In addition to the geometric (space) and chronologic (time) relationships between collector surfaces on Earth and the sun, the intensity of the sun's irradiation changes based on the distance between the Earth and the sun because of the eliptical orbit of the Earth. While the average solar radiation flux is 1361 W/m2, the annual fluctuation due to the Earth's eliptical orbit is greater than $\pm40$W/m2, resulting in peak extraterrestrial radiation flux of about 1410 W/m2 in January and lows of about 1320 W/m2 in June. The following equations can be found in the D&B text section 1.4.
Gon = Gsc (1 + 0.033 cos(360n/365))
Gon = Gsc (1.000110 + 0.034221 cos B + 0.001280 sin B +0.000719 cos 2B + 0.000077 sin 2B)

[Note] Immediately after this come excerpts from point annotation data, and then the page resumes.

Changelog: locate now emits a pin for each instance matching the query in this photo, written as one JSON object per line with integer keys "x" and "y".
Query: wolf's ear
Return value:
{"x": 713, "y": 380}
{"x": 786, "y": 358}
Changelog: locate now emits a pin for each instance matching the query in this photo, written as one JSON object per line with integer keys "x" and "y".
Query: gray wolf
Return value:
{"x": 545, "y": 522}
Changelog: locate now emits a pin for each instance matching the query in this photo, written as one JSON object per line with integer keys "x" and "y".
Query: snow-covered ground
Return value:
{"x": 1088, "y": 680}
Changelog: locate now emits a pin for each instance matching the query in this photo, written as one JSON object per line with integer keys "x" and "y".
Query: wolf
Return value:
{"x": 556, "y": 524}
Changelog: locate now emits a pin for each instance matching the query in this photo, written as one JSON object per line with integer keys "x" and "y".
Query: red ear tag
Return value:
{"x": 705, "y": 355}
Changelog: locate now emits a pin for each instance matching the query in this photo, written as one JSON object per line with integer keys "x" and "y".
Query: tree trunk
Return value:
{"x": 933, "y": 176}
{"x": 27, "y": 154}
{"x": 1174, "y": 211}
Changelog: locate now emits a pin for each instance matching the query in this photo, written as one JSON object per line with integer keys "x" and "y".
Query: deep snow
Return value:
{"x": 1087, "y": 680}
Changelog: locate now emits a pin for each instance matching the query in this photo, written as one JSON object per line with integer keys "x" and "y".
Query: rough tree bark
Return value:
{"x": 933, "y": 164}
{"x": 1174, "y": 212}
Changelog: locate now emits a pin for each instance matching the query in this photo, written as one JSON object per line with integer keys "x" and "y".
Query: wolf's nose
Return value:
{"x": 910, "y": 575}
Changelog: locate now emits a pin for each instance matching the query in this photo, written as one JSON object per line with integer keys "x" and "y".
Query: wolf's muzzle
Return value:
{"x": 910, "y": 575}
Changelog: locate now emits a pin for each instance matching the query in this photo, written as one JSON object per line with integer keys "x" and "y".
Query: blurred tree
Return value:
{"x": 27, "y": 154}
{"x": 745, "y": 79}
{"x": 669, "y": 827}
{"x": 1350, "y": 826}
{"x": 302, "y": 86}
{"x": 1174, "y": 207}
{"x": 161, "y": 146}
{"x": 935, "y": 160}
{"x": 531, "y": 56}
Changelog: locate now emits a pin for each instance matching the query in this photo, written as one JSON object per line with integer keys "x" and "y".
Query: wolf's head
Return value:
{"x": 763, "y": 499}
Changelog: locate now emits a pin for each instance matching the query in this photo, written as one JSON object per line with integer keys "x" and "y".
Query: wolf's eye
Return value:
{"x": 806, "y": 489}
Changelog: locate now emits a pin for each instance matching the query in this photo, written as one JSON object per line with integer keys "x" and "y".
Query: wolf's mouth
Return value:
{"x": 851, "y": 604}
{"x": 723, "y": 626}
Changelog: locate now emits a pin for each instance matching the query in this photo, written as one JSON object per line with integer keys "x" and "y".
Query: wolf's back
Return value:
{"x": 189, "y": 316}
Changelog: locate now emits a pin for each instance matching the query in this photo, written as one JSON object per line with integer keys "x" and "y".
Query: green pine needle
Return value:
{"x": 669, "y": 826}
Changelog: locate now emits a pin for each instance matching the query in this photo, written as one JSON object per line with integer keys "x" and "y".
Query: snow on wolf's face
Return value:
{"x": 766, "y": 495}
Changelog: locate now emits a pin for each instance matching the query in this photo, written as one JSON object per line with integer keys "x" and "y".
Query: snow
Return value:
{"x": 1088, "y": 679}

where Gon is the extraterrestrial radiation incident on the plane normal to the radiation on the nth day of the year and B is given by
B = (n − 1) *360/365
The Earth's atmosphere is the source of the greatest uncertainty in predicting solar radiation incident on a solar collector. Particulates, aerosols, clouds, moisture, etc. are the drivers behind the intermittency of incident solar energy due to atmospheric attenuation. Some meteorologists and atmospheric scientists have spent their entire careers focused on the problem of modeling the atmosphere to develop predictive tools for increased accuracy in energy models. The application of such atmospheric modeling tools is enabled with an accurate level of solar radiation known outside of the Earth's atmosphere (extraterrestrial).